Today’s macro agenda (GMT 3)
- 11:55 Germany: unemployment report (January)
- 16:30 Canada: GPD (November), PPI (December); US: personal income and spending (December)
- 7:45 US: Chicago PMI (January)
- 18:00 US: pending house sale and Michigan consumer sentiment (January)
- 21:00 US: Baker Hughes weekly oil rig count
On Thursday, the price action came to a halt at the 67-degree angle (1.2140). In Asian trading, major currencies are in the red against the US dollar, correcting lower after yesterday's gains. Buyers were unable to use US GDP data as a launching pad for 1.2190. The price action dropped to 1.2095 in Friday morning trading. The correction vs. growth from 1.2059 to 1.2142 is 50%.
Support is at 1.2055. On January 27, the price bounced from that mark to 1.2129 on the back of weak durable goods stateside.
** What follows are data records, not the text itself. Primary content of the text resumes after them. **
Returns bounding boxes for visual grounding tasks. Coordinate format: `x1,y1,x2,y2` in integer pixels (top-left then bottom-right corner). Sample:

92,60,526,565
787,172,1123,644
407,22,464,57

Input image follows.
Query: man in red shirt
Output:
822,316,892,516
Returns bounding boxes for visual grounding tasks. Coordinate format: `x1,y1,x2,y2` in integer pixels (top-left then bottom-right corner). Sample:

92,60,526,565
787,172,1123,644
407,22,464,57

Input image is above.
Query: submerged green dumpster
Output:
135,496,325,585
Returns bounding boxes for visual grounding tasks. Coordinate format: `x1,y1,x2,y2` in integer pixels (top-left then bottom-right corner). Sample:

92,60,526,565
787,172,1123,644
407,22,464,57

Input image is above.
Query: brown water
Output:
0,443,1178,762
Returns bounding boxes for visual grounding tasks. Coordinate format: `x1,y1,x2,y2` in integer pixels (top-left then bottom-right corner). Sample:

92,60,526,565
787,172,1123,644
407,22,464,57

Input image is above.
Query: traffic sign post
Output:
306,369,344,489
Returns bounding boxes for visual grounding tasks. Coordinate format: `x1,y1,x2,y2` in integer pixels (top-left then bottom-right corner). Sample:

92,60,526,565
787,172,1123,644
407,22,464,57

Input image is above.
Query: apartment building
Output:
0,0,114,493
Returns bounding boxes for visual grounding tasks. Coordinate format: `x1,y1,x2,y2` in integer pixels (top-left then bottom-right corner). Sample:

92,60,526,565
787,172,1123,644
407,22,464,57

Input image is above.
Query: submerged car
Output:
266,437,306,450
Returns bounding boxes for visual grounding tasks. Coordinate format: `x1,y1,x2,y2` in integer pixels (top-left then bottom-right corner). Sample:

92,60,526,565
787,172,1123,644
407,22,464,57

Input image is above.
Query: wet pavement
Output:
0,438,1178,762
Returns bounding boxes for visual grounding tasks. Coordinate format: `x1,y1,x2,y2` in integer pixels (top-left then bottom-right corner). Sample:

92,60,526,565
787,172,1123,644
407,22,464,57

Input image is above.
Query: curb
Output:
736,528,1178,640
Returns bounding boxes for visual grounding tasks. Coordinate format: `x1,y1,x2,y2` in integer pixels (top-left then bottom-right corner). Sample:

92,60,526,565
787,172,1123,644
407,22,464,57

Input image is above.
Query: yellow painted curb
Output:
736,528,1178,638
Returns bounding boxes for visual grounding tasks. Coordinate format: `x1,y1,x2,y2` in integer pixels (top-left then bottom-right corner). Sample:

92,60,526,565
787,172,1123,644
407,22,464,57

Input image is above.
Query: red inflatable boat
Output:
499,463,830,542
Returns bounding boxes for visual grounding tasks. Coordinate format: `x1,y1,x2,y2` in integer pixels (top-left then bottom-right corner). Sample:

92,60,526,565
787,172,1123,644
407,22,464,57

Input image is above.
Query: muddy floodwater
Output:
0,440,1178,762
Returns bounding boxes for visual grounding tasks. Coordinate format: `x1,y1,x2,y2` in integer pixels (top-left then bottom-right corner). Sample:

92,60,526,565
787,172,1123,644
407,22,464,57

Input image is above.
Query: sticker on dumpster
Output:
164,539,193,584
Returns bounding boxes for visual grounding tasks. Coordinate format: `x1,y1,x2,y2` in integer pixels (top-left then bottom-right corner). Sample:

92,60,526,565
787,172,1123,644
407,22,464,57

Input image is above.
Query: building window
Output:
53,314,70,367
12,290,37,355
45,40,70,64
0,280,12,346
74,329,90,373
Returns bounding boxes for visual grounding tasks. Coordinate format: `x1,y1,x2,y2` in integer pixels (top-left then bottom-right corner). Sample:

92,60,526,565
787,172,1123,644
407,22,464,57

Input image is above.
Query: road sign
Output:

Buying impetus has notably weakened. The bulls yielded their positions after statements from Klaas Knot and Christine Lagarde about undesired strengthening of the euro, dropping the hint to traders that they stand ready to halt the uptrend if necessary.
The price action is currently below the balance line, while euro crosses are showing mixed dynamics. Given yesterday evening’s confluence of a rally and a trendline breakout from the recent low of 1.2059, the downside risk of a retracement to 1.2063 is on the rise. Should risk appetite materialize, the euro will hold above 1.2080.
At the time of writing, S&P 500 futures are down 1%. On the last day of the week and month, sharp moves in either direction can be expected. Today’s key data point is US personal income and spending for December.